Pour avoir une idée précise et factuelle de l’écart entre les annonces initiales du régime algérien et son implacable rappel à la réalité, voici la chronologie de l’agenda assigné par la junte au sommet, avant qu’elle ne se lance dans des implorations à la seule fin d’en sauver la tenue:

- Novembre 2021, le chef de la diplomatie algérienne, Ramtane Lamamra, fait un discours devant un parterre de diplomates algériens. Il a l’allure du conquérant et le verbe haut. Il déclare lors de la fin des travaux du colloque, qui réunit les chefs des missions diplomatiques et consulaires algériens, que «le sommet arabe prochain sera le sommet de la solidarité interarabe et le soutien de la cause palestinienne et du peuple sahraoui». Cette déclaration est relayée tambour battant par les médias de la junte, dont le quotidien L’Expression.

- Lors de cette même rencontre, Lamamra annonce de façon catégorique: «La Syrie retrouvera sa place dans la Ligue arabe en tant qu'État membre.»

- Le 15 décembre 2021, le président algérien, Abdelmadjid Tebboune, évoque le sommet de la Ligue arabe et affirme à l’issue d’une visite à Tunis, lors d’une conférence de presse: «Nous cherchons à réintégrer la Syrie à la Ligue arabe.»

- Dans la presse algérienne, durant le premier semestre 2022, le retour de la Syrie à la Ligue arabe est haussé au rang d’enjeu majeur du prochain sommet de la Ligue arabe. «Le sommet de la Ligue arabe qui se tient à Alger devrait être celui du retour de la Syrie», peut-on lire un peu partout.

Voici que la Syrie a disparu de l’agenda de la junte algérienne. Dans un communiqué publié le dimanche 4 septembre 2022, le ministère algérien des Affaires étrangères a annoncé que «le chef de la diplomatie syrienne a indiqué que son pays préfère que la question de la reprise de son siège au sein de la Ligue des Etats arabes lors du sommet d'Alger ne soit pas soulevée, par souci de contribuer à la consolidation de l’unité des rangs arabes face aux défis imposés par les développements actuels au double plan régional et international». En clair, le régime algérien renonce à son ultime highlight, dans l’espoir de sauver la tenue d’un sommet improbable. Le tout à moins de deux mois! A-t-on déjà vu un sommet de la Ligue arabe aussi incertain dans un autre pays, dans un tel délai avant la date de son ouverture?

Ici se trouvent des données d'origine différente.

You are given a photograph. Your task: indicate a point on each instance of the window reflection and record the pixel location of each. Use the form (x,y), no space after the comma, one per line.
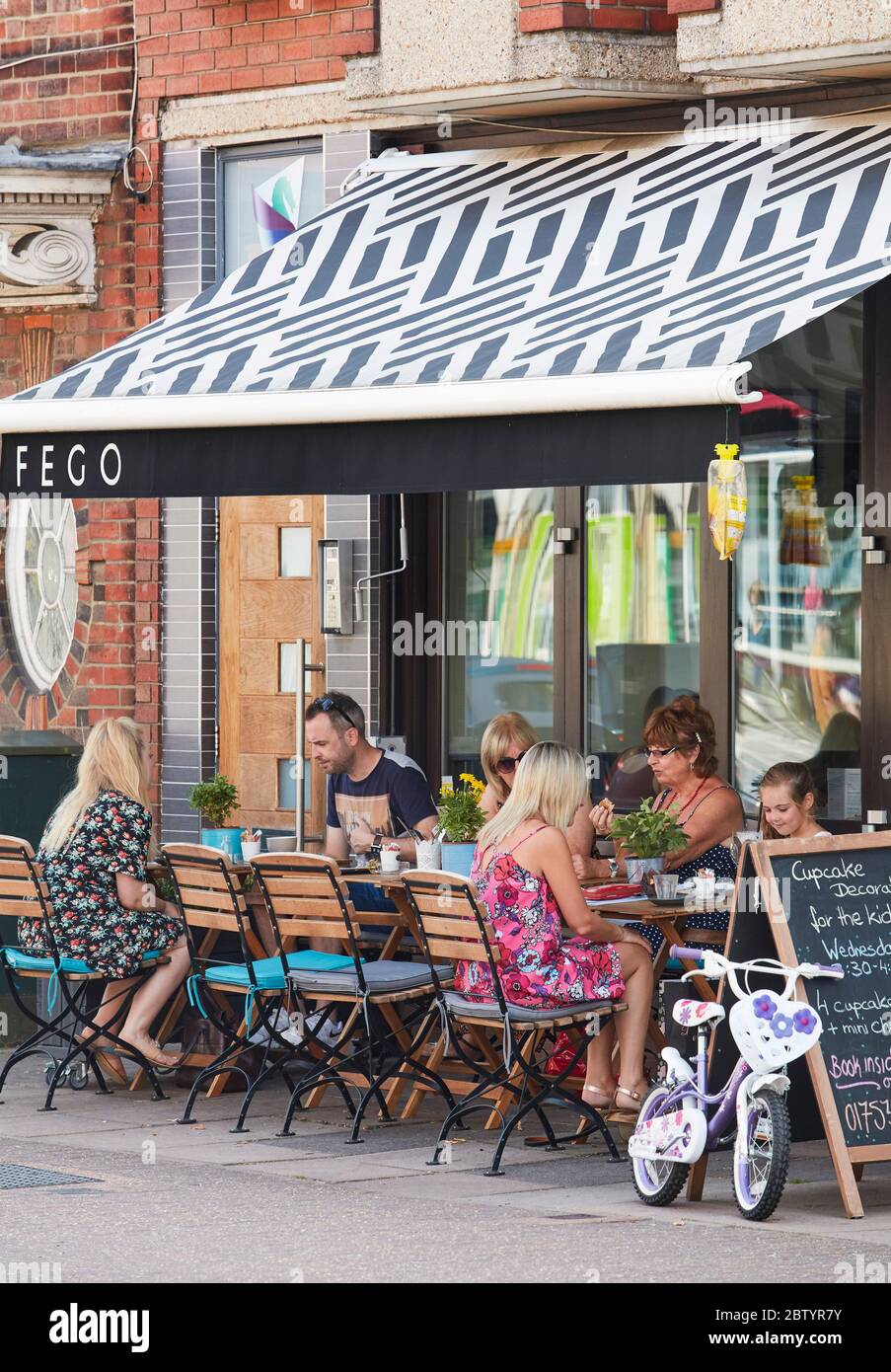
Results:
(798,569)
(499,605)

L’amplification par la junte algérienne des annonces préalables au sujet de l’organisation du sommet de la Ligue arabe rappelle ce qui a été dit et écrit sur l’ancien chef de la diplomatie algérienne, Sabri Boukadoum, proposé à la tête de la mission onusienne de la Libye. On a lu dans les médias algériens que c’est Boukadoum qui sera le prochain chef de cette mission, que c’était acquis, que c’était le choix du secrétaire général de l’ONU, etc. Et puis, le ministère algérien des Affaires étrangères nous a surpris samedi 3 septembre avec un communiqué où il a affirmé que «l’Algérie accueille avec satisfaction la nouvelle de la nomination du Professeur Abdoulaye Bathily en tant que Représentant Spécial du Secrétaire Général de l’ONU pour la Libye et Chef de la Mission d’Appui des Nations Unies en Libye (MANUL)».

Le régime algérien a été contraint de saluer cette nomination, tandis que la presse algérienne, quasi-totalement inféodée à la junte, a choisi de faire l’impasse sur le sujet. Comment vont réagir le régime algérien et sa presse quand la quasi-totalité des chefs d’Etat qui comptent dans le monde arabe boycotteront le sommet de la Ligue arabe, possiblement organisé à Alger? Probablement en regardant ailleurs, comme pour le cas du fiasco de la désignation de Boukadoum à la tête de la mission onusienne en Libye. Ainsi va l’Algérie.